Les chemins de Drake et Hunt se croisent dans les montagnes au sud de la frontière canadienne. Hunt parvient à s'échapper avec sa cargaison, mais les propriétaires veulent récupérer leur came et lancent à ses trousses un psychopathe qui travaille au couteau, un obsédé de la découpe bien nette qui s'entraîne sur des animaux et ne se laisse pas facilement déborder par les sentiments. Les trois hommes se retrouvent engagés dans une chasse à mort.
La Terreur de vivre est un roman magnifique et sombre, qui évoque par moments la prose de Cormac McCarthy. Urban Waite est, lui aussi, un explorateur des confins, des frontières, un conteur de ces grands espaces sauvages où la prégnance de la nature semble abolir les lois humaines. C'est dans cette atmosphère qu'il construit un thriller haletant d'une noirceur fascinante.

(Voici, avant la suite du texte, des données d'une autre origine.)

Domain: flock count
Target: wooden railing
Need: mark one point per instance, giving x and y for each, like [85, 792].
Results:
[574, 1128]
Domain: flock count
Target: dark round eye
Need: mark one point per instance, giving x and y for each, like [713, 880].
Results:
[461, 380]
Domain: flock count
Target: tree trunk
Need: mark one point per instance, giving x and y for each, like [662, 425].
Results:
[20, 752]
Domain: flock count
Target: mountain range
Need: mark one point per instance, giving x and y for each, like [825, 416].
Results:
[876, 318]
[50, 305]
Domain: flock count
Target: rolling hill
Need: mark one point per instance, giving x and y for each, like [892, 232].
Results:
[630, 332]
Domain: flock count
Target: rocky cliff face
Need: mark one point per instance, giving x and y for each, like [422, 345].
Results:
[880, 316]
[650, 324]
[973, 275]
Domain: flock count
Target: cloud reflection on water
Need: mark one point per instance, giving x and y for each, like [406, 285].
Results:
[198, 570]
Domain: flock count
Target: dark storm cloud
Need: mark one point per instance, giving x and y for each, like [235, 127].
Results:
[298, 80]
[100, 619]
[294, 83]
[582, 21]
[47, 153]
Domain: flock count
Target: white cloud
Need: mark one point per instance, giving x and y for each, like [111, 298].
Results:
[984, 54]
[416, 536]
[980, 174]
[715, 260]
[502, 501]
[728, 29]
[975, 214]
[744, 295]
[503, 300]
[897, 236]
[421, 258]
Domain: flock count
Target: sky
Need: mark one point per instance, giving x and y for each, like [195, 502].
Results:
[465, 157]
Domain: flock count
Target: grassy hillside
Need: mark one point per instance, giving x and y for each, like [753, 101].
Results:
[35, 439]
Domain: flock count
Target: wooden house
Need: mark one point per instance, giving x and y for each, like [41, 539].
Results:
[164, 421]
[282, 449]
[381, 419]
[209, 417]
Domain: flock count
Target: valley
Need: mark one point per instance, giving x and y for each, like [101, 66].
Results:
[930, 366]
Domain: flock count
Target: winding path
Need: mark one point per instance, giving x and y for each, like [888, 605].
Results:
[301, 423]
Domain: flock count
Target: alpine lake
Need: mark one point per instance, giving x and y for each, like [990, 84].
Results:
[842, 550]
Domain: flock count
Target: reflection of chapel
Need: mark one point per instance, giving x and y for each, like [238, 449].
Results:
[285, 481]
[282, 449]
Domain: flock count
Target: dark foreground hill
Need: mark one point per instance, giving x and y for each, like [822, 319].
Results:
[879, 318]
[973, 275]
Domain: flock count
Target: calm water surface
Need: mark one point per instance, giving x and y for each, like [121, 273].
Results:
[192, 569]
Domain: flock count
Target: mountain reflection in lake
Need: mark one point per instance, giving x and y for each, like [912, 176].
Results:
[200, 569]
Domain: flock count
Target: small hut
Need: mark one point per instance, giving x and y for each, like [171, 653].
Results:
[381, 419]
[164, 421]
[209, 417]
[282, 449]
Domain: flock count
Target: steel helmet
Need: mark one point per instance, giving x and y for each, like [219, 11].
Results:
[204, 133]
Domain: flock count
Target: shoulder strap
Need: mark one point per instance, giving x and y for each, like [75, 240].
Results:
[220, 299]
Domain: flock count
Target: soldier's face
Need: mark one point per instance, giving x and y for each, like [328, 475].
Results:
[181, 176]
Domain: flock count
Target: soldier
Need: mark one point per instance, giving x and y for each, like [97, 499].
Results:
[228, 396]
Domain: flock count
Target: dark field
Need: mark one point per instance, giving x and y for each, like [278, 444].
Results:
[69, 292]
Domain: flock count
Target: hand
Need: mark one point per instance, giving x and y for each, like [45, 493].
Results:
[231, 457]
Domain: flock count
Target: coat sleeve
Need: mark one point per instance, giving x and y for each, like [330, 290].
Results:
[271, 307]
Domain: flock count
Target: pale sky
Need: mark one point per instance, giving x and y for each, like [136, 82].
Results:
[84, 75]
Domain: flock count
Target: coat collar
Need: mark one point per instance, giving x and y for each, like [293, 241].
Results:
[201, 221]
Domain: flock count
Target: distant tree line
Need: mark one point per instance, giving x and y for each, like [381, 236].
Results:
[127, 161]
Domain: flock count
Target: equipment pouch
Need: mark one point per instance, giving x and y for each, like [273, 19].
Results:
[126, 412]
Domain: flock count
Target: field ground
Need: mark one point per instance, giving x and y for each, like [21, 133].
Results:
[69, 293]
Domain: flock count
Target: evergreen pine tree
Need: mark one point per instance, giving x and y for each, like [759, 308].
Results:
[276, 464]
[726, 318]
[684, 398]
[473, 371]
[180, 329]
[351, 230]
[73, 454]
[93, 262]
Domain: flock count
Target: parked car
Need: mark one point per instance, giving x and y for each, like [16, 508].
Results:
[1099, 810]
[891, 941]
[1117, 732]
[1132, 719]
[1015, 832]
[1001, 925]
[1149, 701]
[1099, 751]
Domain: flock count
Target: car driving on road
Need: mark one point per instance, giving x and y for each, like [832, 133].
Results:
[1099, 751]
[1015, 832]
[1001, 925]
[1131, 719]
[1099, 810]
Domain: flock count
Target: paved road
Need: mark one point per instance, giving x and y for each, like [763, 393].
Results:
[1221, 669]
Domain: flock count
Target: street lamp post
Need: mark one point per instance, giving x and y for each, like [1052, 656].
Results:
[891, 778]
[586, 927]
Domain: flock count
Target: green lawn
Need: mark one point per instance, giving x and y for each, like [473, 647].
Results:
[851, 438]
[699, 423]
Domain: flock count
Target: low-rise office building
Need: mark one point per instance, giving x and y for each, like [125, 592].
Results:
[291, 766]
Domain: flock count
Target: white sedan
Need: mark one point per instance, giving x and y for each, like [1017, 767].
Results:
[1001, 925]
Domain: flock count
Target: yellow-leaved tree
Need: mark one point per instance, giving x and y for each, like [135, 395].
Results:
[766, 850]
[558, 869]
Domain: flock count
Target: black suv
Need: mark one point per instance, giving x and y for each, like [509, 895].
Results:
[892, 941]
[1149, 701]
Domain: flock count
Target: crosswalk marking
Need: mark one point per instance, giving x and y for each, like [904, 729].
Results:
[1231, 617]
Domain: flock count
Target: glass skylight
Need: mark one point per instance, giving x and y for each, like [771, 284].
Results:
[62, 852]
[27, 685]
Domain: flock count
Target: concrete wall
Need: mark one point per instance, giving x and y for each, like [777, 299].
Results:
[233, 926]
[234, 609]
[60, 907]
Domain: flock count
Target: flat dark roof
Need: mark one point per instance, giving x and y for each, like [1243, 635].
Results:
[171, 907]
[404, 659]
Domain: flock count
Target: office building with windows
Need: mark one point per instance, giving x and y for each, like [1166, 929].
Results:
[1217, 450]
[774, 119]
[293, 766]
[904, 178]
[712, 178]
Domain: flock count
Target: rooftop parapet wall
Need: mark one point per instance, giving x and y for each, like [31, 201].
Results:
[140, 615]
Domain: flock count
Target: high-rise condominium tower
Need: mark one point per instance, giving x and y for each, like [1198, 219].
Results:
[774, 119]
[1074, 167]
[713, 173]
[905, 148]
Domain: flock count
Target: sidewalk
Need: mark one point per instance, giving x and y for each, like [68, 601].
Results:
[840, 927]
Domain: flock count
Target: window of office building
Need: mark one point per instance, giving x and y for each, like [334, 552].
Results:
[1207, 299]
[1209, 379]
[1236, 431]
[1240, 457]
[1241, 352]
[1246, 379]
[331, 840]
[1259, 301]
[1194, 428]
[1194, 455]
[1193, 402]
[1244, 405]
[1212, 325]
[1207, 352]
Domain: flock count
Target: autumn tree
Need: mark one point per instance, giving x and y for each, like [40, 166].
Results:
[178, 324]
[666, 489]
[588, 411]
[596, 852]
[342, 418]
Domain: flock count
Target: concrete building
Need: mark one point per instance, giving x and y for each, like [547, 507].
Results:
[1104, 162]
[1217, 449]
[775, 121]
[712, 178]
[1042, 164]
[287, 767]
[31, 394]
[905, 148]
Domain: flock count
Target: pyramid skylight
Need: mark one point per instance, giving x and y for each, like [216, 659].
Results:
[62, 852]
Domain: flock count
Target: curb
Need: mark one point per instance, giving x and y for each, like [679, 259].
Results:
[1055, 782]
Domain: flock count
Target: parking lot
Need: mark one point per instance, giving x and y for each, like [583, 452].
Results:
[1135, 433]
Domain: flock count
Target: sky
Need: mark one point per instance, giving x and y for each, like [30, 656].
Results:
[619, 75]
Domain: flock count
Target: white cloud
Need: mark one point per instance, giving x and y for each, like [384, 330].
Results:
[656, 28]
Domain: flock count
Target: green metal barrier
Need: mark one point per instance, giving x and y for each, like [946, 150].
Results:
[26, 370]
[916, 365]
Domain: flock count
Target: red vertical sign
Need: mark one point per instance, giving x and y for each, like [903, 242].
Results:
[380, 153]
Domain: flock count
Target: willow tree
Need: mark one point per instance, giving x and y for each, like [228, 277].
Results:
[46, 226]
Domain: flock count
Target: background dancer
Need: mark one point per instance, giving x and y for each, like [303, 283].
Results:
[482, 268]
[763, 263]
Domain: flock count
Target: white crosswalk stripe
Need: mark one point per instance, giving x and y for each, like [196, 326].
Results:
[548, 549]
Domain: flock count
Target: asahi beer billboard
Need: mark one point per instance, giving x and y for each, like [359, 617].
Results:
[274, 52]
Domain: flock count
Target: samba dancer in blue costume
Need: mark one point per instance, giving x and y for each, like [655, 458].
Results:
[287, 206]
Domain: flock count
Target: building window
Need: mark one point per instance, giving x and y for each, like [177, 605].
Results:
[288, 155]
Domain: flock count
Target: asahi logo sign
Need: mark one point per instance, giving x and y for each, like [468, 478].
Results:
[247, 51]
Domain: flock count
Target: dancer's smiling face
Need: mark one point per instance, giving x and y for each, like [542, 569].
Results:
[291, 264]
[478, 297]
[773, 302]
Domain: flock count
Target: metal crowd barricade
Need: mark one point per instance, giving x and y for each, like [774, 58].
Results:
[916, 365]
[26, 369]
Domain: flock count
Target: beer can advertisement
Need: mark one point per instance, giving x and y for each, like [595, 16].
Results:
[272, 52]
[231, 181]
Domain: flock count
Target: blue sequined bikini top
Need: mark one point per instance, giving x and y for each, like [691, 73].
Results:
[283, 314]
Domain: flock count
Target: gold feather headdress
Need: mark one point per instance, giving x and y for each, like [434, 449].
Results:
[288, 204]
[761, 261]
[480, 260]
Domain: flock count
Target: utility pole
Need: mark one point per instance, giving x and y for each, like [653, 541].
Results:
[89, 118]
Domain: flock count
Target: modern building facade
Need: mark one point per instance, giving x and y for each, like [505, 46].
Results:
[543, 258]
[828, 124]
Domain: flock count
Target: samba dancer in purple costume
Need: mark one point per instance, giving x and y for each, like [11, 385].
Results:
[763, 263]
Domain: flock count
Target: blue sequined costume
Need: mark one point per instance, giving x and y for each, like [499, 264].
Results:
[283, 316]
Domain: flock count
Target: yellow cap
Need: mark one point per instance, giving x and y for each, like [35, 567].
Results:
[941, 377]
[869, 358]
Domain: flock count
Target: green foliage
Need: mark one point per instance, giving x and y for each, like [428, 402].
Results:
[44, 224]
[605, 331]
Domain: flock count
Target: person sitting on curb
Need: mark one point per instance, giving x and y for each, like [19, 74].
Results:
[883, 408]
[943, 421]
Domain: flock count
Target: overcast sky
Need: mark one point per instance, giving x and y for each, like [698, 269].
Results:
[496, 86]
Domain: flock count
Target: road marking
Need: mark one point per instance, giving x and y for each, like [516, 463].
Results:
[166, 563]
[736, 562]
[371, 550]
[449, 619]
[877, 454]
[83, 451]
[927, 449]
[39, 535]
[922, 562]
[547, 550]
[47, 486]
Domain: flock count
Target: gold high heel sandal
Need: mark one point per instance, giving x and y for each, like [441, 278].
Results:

Urban Waite a vingt-neuf ans. II vit à Seattle avec son épouse. La Terreur de vivre est son premier roman. Il achète actuellement l'écriture du deuxième.
Les courts extraits de livres : 16/10/2010
LE GAMIN AVAIT PRIS UN CAR VERS LE NORD À SEATTLE et il resta dehors à observer le bar un long moment, pesant le pour et le contre. Une bourrasque apporta l'odeur du goudron chauffé au soleil d'un morceau de chaussée fendillé, le froid succédait à la tiédeur de la journée, des avions passaient dans le ciel de l'après-midi, des réacteurs de jet rugissaient et des appareils décollaient dans le champ voisin. Le bar ne payait pas de mine, une bicoque en planches d'un étage avec un bout de parking recouvert de pierres et de cailloux. Il taquina un gravillon du bout du pied, hésita une dernière fois, puis entra.
Il but une gorgée de bière, balaya le bar du regard et reposa son verre. Il était avachi sur le comptoir, les coudes écartés devant lui. C'était le genre d'endroit qu'il fréquentait avant d'être majeur - petit comptoir, faible éclairage, clients aux revenus douteux - en utilisant la carte d'identité de son frère et en espérant tirer un coup. Il avait passé deux ans à l'ombre pour homicide involontaire. Et il avait eu de la chance : vu son jeune âge, le juge avait été sympa avec lui. Sur son torse menu, il portait une chemise rouge, si usée que le tissu avait pris la couleur d'une pêche desséchée. Comme il sortait de taule, il n'avait pas porté cette vieille chemise depuis des années. Avec ses nouveaux vieux vêtements, il sentait la poussière, le moisi et le renfermé, l'odeur si forte qu'elle semblait venir de sa peau.
Il reluqua sa bière, meilleure que la pisse d'âne qu'ils brassaient à Monroe, mi-fruit, mi-salive, comparable à une espèce de bibine amazonienne frelatée. Il but une autre gorgée. C'était son premier verre d'alcool légal et il le contemplait, observant la façon dont l'air se condensait sur les parois du verre et formait un cercle humide autour de la base.
Te plante pas, se dit-il en regardant les autres clients. Fais pas une connerie pareille.